Sui giornali abbiamo letto di nuovi progetti su questo immobile. Provando a sognare un po’, lei che cosa vede?

G: «Non lo so, adesso i sogni sono ancora sogni. Prima bisogna fare in modo che finiscano almeno su un pezzo di carta, e poi si tradurranno in realtà. Dal punto di vista giuridico e burocratico, i tempi sono lunghi e richiedono un certo impegno. Un’idea potrebbe essere quella di far abitare lì i seminaristi e i sacerdoti che fanno servizio nel centro storico. È un’ipotesi ancora tutta da verificare, perché poi bisogna mettersi lì e fare i conti per bene. Ma è chiaro che per mandare avanti la mensa è necessario che ci sia una comunità: non è una questione organizzativa, è una questione di anima. A me la cosa che preoccupa di più non è come dar da mangiare alla gente, gli aspetti logistici.

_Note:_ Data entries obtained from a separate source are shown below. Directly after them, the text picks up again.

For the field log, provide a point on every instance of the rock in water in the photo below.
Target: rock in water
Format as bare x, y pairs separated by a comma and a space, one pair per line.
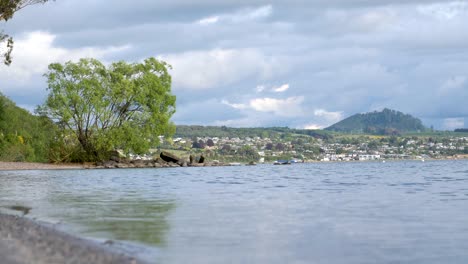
169, 157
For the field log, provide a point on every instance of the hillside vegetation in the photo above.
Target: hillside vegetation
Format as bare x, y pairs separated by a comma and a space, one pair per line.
386, 122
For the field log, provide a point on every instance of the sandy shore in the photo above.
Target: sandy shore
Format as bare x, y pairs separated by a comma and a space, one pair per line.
24, 241
38, 166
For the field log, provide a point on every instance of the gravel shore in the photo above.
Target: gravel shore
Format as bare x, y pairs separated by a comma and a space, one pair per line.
24, 241
38, 166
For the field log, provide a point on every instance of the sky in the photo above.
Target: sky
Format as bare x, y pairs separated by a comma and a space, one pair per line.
296, 63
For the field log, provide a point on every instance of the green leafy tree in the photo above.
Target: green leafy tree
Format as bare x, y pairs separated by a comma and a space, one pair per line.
7, 9
123, 106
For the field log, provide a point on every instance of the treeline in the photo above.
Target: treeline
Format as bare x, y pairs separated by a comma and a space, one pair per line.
23, 136
231, 132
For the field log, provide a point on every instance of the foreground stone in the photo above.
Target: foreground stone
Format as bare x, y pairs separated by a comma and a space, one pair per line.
23, 241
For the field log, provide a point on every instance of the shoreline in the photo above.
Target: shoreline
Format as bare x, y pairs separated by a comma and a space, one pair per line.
16, 166
23, 241
5, 166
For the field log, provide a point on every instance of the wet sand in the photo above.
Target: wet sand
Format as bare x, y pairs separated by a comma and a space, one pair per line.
38, 166
24, 241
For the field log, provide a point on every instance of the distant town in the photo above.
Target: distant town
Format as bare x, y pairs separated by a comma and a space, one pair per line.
302, 148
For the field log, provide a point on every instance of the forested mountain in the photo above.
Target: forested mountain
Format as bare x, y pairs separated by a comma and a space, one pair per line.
386, 122
23, 136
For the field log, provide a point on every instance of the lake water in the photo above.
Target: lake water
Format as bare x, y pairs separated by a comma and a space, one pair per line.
393, 212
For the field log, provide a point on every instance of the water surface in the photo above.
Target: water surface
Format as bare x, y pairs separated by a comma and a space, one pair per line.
394, 212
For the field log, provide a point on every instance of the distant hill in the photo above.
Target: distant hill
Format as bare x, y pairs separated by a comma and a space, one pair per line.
386, 122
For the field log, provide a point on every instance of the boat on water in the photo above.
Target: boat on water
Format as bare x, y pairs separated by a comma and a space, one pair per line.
282, 162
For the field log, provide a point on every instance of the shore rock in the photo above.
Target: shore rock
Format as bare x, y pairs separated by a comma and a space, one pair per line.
169, 157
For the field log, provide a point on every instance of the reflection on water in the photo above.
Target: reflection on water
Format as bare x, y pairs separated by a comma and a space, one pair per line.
123, 219
393, 212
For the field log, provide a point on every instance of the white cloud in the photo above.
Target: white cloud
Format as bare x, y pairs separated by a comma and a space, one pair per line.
453, 84
453, 123
209, 20
445, 11
260, 88
34, 51
235, 106
290, 106
283, 107
330, 117
282, 88
219, 67
240, 16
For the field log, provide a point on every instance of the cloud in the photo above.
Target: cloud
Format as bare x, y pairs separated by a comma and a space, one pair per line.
282, 107
34, 51
235, 106
453, 85
260, 88
282, 88
444, 11
219, 67
209, 20
240, 16
328, 117
453, 123
291, 106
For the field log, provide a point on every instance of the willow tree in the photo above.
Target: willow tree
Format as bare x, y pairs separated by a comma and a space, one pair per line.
7, 9
124, 106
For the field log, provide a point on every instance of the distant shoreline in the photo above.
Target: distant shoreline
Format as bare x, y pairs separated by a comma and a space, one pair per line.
39, 166
16, 166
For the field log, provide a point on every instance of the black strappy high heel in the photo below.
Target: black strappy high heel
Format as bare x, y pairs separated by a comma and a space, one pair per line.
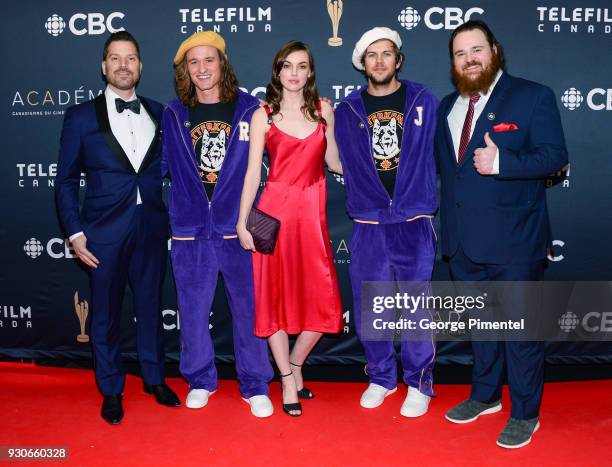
303, 393
287, 408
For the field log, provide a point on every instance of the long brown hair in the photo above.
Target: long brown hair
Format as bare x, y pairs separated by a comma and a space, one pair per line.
186, 91
274, 90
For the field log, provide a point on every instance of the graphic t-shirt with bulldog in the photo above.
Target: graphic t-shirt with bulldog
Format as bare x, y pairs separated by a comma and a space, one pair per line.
211, 125
386, 121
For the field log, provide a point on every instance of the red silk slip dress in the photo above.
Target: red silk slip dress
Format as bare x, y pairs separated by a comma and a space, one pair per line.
296, 288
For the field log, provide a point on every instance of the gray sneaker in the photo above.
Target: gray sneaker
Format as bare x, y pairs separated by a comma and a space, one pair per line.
469, 410
517, 433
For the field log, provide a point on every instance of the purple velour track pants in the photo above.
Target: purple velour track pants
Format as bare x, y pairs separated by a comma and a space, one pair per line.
197, 265
394, 252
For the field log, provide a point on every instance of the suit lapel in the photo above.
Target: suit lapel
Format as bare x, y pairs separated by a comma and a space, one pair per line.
107, 134
153, 146
449, 139
498, 95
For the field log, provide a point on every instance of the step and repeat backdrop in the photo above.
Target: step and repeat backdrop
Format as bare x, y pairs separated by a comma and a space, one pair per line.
52, 54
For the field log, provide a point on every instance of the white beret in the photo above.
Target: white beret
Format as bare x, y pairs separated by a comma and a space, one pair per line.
373, 35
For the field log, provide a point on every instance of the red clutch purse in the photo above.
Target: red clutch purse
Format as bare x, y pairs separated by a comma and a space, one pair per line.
264, 229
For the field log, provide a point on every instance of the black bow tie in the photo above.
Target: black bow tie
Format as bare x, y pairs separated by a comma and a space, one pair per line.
121, 105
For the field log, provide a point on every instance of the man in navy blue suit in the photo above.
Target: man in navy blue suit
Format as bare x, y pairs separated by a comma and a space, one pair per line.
121, 231
497, 138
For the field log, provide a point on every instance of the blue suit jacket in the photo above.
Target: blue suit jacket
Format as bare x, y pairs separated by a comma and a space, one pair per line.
501, 218
88, 145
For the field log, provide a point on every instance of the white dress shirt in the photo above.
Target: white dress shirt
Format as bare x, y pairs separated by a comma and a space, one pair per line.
456, 117
133, 131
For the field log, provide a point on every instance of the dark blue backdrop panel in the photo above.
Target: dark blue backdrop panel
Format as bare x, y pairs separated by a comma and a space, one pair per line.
52, 60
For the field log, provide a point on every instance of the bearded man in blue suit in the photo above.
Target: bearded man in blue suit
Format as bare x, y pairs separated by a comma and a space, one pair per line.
121, 232
498, 137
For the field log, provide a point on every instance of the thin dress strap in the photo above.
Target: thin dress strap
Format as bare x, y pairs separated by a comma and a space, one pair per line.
320, 112
268, 112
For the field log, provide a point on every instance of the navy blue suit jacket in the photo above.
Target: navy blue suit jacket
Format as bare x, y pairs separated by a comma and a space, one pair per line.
503, 218
88, 145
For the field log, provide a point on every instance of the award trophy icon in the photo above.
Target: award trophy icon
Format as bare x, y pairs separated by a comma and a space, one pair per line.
82, 310
334, 10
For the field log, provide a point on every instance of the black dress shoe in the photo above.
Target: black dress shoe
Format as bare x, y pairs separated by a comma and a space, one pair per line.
112, 409
163, 394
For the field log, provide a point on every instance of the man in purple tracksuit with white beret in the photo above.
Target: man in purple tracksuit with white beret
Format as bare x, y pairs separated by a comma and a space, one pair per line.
385, 136
205, 152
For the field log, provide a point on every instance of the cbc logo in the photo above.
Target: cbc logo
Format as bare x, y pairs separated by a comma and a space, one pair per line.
568, 321
56, 248
592, 322
409, 18
55, 25
556, 258
572, 98
596, 99
437, 17
85, 23
33, 248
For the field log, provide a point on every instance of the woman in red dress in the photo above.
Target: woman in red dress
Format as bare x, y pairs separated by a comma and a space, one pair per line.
296, 288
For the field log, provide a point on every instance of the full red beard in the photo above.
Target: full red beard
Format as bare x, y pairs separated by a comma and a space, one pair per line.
467, 86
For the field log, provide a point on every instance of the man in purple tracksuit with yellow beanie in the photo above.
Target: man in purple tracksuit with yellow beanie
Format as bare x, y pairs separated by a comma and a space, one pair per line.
385, 136
205, 152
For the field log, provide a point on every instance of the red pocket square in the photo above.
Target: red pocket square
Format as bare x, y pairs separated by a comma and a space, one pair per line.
504, 127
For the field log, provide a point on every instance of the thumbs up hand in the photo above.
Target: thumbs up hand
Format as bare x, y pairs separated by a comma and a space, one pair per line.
484, 157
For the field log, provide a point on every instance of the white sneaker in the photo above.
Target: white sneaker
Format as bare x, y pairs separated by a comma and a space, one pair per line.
415, 404
375, 395
198, 398
261, 406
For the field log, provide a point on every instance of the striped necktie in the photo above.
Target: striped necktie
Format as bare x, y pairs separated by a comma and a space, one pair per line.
467, 128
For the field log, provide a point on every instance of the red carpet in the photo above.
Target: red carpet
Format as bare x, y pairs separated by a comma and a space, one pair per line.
60, 407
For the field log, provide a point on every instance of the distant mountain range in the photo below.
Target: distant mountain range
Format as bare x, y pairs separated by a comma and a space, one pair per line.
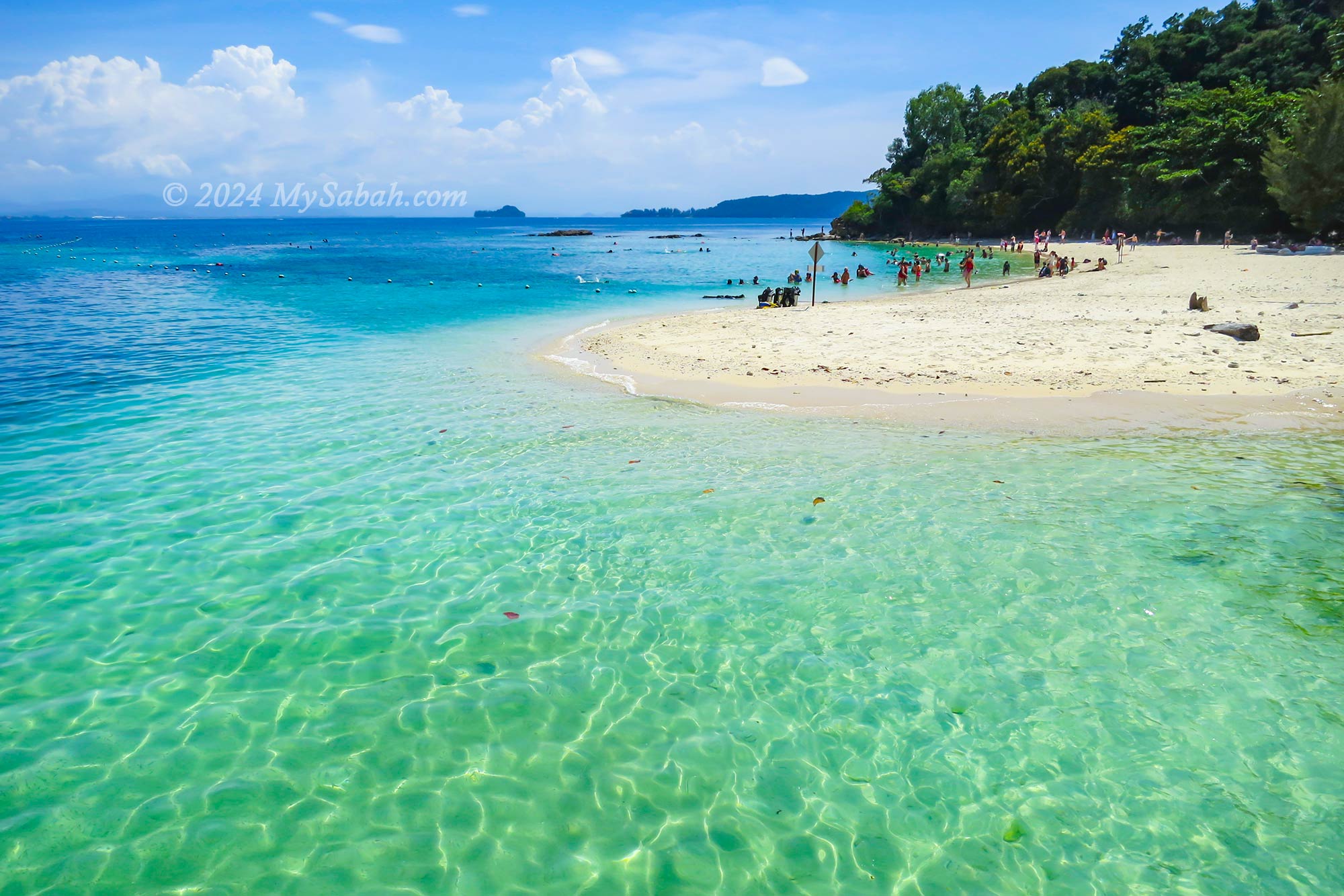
812, 206
507, 212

No, assolutamente no… il punto è come sostituire la presenza dei frati che si prendevano cura delle persone. È veramente l’aspetto più oneroso, quello della vera carità, del rapporto umano. Chi si prenderà cura delle persone? Queste sono le grandi domande, quindi è tutto ancora da mettere a fuoco. Adesso abbiamo un cammino davanti, e strada facendo le cose si chiariranno».

Fra Roberto, voi frati cappuccini che cosa lasciate in eredità alla diocesi e alla città?

R: «Lasciamo in eredità la nostra attenzione pastorale, con le confessioni e l’ascolto delle persone. Lasciamo la nostra presenza di questi ultimi 100 anni nell’associazione San Francesco, con le sue attività verso i giovani e con la tradizione di Gelindo. Siamo sicuri, nel dialogo che abbiamo avuto con monsignor vescovo e negli accordi che abbiamo preso, che questo è nel suo cuore. Di ciò lo ringraziamo, siamo davvero grati alla Diocesi di questa opportunità che è anche per Alessandria. Una città a cui diciamo grazie: grazie per il bene che ci avete voluto in questi anni».